From: Gregg Kellogg <gregg@greggkellogg.net>
Date: Tue, 11 Apr 2017 19:29:13 -0700
To: Robert Sanderson <azaroth42@gmail.com>
Cc: Jakob Voß <jakob.voss@gbv.de>, Linked JSON <public-linked-json@w3.org>
Message-Id: <88289B43-2ECE-46D1-96F6-E8F639801BDE@greggkellogg.net>
> On Apr 11, 2017, at 5:37 PM, Robert Sanderson <azaroth42@gmail.com> wrote:
> 
> 
> Please consider the I18n group at the W3C on the topic:
> 
>    https://www.w3.org/International/questions/qa-no-language <https://www.w3.org/International/questions/qa-no-language>
> 
> To excerpt the document:
> 
> > Use the subtag zxx when the text is known to be not in any language.
> 
> > [...] use xml:lang="" <http://www.w3.org/TR/REC-xml/#sec-lang-tag>, otherwise use xml:lang="und". These values indicate that we cannot determine, for one reason or another, what the appropriate language information is, or whether the text is non-linguistic. 
> 
> Note that we cannot use "", as noted, because PHP does not support empty string as the key of a dictionary... and thus we fallback to using "und”.

This likely depends on your perspective.

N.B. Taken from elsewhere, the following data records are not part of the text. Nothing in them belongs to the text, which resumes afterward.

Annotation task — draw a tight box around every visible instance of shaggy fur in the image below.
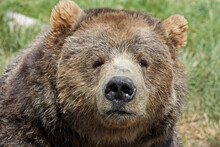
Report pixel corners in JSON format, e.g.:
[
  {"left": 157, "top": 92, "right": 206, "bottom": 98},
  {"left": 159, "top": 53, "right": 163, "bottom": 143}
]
[{"left": 0, "top": 0, "right": 187, "bottom": 147}]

In RDF, if there is no language, the datatype is xsd:string, otherwise, rdf:langString. IMO, xsd:string pretty definitively says that there is no language, closer to “zxx”.

For JSON-LD, you might imagine that something expanding to `{“@value”: “foo”}`, is not, in fact, making any such claim, so that “und” is appropriate. Otherwise, it would be asserted as `{“@value”: “foo”, “@type”: “xsd:string”}`. However, the RDF to JSON-LD transformation does not preserve “xsd:string” in this case (no RDF serializations really do).

Would we expand {“@value”: “foo”, “@language”: “und”} into simply {“@value”: “foo”}? That would be removing the assertion that the language is unknown, while {“@value”: “foo”, “@language”: “zxx”} is easier to see dropping the “@language”.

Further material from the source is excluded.